L’absorption du plomb se produit principalement de deux façons :

  1. La voie gastro-intestinale dépend de l’âge, de l’alimentation, des carences nutritionnelles. Chez l’adulte, on estime que 5 à 10 % sont absorbés au niveau gastro-intestinal. Par contre, l’enfant est à 40% à 50% à cause de l’attitude des enfants à tout porter à la bouche.

    En ce qui concerne les carences nutritionnelles, les régimes pauvres en fer et en calcium et riches en lipides favorisent l’absorption du plomb.

  2. La voie aérienne est la principale dans l’environnement de travail; celle-ci est absorbée à environ 90 %. Cet itinéraire est d’une grande importance dans les villes à forte concentration d’automobiles et à proximité des usines de fonderie.

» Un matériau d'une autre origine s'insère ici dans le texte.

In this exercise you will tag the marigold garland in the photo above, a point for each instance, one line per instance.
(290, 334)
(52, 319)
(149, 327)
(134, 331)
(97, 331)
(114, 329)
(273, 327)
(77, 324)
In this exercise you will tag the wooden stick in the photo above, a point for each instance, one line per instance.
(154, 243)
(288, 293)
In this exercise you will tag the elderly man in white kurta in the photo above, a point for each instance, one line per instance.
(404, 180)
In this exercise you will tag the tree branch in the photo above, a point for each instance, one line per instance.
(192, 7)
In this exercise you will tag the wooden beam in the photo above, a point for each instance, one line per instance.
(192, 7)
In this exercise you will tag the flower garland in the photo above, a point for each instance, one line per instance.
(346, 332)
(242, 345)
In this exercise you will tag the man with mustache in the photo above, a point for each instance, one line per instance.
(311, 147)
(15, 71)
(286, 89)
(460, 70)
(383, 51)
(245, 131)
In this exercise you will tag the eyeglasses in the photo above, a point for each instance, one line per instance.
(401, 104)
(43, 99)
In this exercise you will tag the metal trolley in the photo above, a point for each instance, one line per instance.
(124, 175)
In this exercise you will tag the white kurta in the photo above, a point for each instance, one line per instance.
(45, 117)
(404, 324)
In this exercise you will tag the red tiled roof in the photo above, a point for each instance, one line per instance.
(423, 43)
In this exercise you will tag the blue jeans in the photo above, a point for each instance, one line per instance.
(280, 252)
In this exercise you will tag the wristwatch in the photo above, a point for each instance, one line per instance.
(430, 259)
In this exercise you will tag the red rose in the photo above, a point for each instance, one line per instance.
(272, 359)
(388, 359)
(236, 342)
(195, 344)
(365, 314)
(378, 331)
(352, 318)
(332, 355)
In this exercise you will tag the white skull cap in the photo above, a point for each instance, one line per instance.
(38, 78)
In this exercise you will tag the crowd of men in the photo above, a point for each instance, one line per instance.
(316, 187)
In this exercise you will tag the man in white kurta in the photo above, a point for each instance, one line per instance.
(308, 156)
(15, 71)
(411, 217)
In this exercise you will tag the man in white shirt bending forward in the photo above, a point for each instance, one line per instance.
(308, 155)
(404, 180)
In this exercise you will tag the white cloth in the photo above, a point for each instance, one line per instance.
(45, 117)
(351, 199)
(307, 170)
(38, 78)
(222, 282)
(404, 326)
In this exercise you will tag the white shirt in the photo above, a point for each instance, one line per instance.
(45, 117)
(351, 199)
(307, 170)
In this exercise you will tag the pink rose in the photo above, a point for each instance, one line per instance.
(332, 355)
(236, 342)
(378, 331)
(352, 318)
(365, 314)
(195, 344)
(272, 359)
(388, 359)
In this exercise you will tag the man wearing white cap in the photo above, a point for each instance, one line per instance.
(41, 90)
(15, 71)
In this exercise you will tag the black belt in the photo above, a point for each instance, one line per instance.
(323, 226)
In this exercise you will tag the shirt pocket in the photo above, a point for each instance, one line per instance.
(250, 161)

La distribution se fait en deux compartiments : le premier est le système squelettique, qui contient 80 à 95 % de la charge corporelle en plomb, la durée de vie moyenne dans l’os étant de 20 à 30 ans. Chez les enfants, il se dépose dans la métaphyse des os longs, formant des dépôts radio-opaques.

Le deuxième compartiment se trouve dans les tissus mous tels que les reins, le cerveau et le foie, étant dans ceux-ci la demi-vie de 20 à 30 jours. Dans le sang, on le trouve dans les globules rouges sanguins, principal compartiment responsable de la toxicité du plomb.

Fait à noter, le plomb traverse le placenta, contenant du sang fœtal 80 à 100 % du plomb maternel.

La forme de présentation des symptômes d’empoisonnement au plomb peut être aiguë ou chronique. L’intoxication aiguë au plomb est une présentation peu fréquente et peut être due à l’ingestion d’aliments contaminés ou à l’inhalation massive de vapeurs de plomb.

Chez l’enfant, la forme la plus fréquente de présentation du saturnisme est l’encéphalopathie aiguë, qui peut apparaître sans prodromes ou être précédée de crampes abdominales ou d’altérations du comportement. Elle se manifeste par des vomissements persistants, une ataxie, des convulsions réfractaires, une altération de la conscience et un coma. La mortalité est d’environ 25 % et les enfants qui survivent conservent des séquelles neurologiques telles que l’épilepsie, le retard mental, la dystonie, l’atrophie optique et la surdité. Au niveau rénal, une insuffisance aiguë survient en raison de lésions tubulaires et se présente parfois comme un « syndrome de Fanconi ». Au niveau gastro-intestinal, il peut se manifester par des douleurs abdominales et des vomissements intenses, pouvant conduire à un « état de choc ».

Empoisonnement chronique au plomb : C’est la forme de présentation la plus fréquente chez les enfants et les adultes. Les symptômes sont non spécifiques, affectant principalement les systèmes nerveux, gastro-intestinal, rénal, hématopoïétique et neuromusculaire.

Dans le monde, le saturnisme est considéré comme un grave problème de santé publique. Il a une grande importance à l’âge pédiatrique puisque les effets nocifs se produisent au stade du développement neurophysique. Cela oblige le pédiatre à garder à l’esprit l’existence de cette intoxication, il est donc indispensable d’avoir une anamnèse environnementale correcte chez l’enfant avec des éléments cliniques compatibles avec une intoxication au plomb. Troubles du comportement, déficit intellectuel, hyperactivité, retard scolaire, pathologie rénale et anémie sont les principales altérations mises en évidence. Le traitement doit être dirigé par une équipe pluridisciplinaire.